The problem: suppose I have a String on one MPI rank that I want to write to an HDF5 file that has been opened for parallel I/O. This is especially tricky because only that rank knows the actual length of the string.
I’ve looked for HDF5 documentation on how they recommend to do something like this, but haven’t managed to find anything relevant - the documentation I’ve found for parallel HDF5 doesn’t go very far (refs - HDF5: A Brief Introduction to Parallel HDF5 and Parallel HDF5 Questions).
My solution, reduced to a MWE, is
parallel-hdf5-test-script.jl:
using HDF5, MPI
function main()
MPI.Init()
my_rank = MPI.Comm_rank(MPI.COMM_WORLD)
output_file = h5open("test.h5", "cw", MPI.COMM_WORLD)

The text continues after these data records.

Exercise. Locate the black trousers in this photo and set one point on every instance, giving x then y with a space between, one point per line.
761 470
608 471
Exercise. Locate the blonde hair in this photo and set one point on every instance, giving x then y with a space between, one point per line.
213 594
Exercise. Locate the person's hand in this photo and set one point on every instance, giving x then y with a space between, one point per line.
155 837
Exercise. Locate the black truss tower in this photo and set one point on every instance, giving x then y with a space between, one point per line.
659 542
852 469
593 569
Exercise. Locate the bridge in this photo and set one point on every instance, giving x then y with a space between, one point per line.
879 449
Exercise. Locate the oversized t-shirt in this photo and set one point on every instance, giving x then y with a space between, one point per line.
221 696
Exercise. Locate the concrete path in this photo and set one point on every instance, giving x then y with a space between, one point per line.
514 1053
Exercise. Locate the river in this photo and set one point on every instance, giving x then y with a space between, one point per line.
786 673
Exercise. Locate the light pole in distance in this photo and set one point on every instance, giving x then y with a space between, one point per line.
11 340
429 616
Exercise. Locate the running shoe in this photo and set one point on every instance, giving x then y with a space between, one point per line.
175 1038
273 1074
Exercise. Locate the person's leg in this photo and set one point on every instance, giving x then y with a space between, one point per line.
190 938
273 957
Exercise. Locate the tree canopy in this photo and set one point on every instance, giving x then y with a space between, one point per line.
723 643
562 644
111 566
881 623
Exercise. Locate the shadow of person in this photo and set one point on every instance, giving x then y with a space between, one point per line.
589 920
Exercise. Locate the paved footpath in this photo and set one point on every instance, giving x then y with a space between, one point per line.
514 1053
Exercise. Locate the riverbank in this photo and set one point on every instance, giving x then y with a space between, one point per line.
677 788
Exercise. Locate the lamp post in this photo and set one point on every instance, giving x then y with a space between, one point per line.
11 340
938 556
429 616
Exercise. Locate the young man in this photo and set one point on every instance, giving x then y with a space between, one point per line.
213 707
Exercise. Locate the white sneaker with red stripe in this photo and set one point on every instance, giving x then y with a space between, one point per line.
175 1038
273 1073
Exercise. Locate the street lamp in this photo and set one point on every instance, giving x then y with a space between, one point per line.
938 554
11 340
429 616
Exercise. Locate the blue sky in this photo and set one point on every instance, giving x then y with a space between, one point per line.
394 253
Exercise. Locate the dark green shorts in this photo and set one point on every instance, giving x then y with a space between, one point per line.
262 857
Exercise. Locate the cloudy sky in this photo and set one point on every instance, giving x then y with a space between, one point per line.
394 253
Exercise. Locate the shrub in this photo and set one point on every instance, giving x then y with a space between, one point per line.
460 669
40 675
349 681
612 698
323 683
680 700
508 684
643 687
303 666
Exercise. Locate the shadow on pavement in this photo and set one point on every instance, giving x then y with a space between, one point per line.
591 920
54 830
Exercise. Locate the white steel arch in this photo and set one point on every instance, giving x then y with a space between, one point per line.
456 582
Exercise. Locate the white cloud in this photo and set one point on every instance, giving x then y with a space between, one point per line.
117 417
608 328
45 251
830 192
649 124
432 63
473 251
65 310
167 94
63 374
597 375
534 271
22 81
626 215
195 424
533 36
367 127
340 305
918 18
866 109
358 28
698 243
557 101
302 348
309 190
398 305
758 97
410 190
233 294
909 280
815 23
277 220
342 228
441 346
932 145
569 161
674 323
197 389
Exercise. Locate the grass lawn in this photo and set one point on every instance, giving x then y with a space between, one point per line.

# Generate a stupid String as an example
s = "x" ^ rand(1:20)
# Broadcast the string length from the process we want to write from
string_size = Ref(length(s))
MPI.Bcast!(string_size, MPI.COMM_WORLD; root=0)
if my_rank != 0
s = " " ^ string_size[]
end
# This needs to be called on all processes, with a String of the right length
# The 'datatype' `var_hdf5_type` contains the length of `s`, which allows
# the following `write_dataset()` call to work.
io_var, var_hdf5_type = create_dataset(output_file, "foo", s)
if my_rank == 0
# Only need/want to write from a single rank
write_dataset(io_var, var_hdf5_type, s)
end
close(output_file)
end
main()
To run, assuming you have set up HDF5.jl with MPI support:
$ mpirun -np 2 julia parallel-hdf5-test-script.jl
The solution is not so awful, but it wasn’t at all obvious to me to start with (it must have been about the 5th or 6th thing I tried). So even if there isn’t a better way, I’m making this post so I can at least find this solution again!
I’ve always found string handling in HDF5 confusing, so an extra, more specific question: Is the Bcast!()
of the string length absolutely necessary? My current guess/understanding is that it is, because the length is part of the ‘string type’ that HDF5 uses to write it, and so has to be included when the variable is created (and variable creation is a collective process that has to be done on all ranks at once).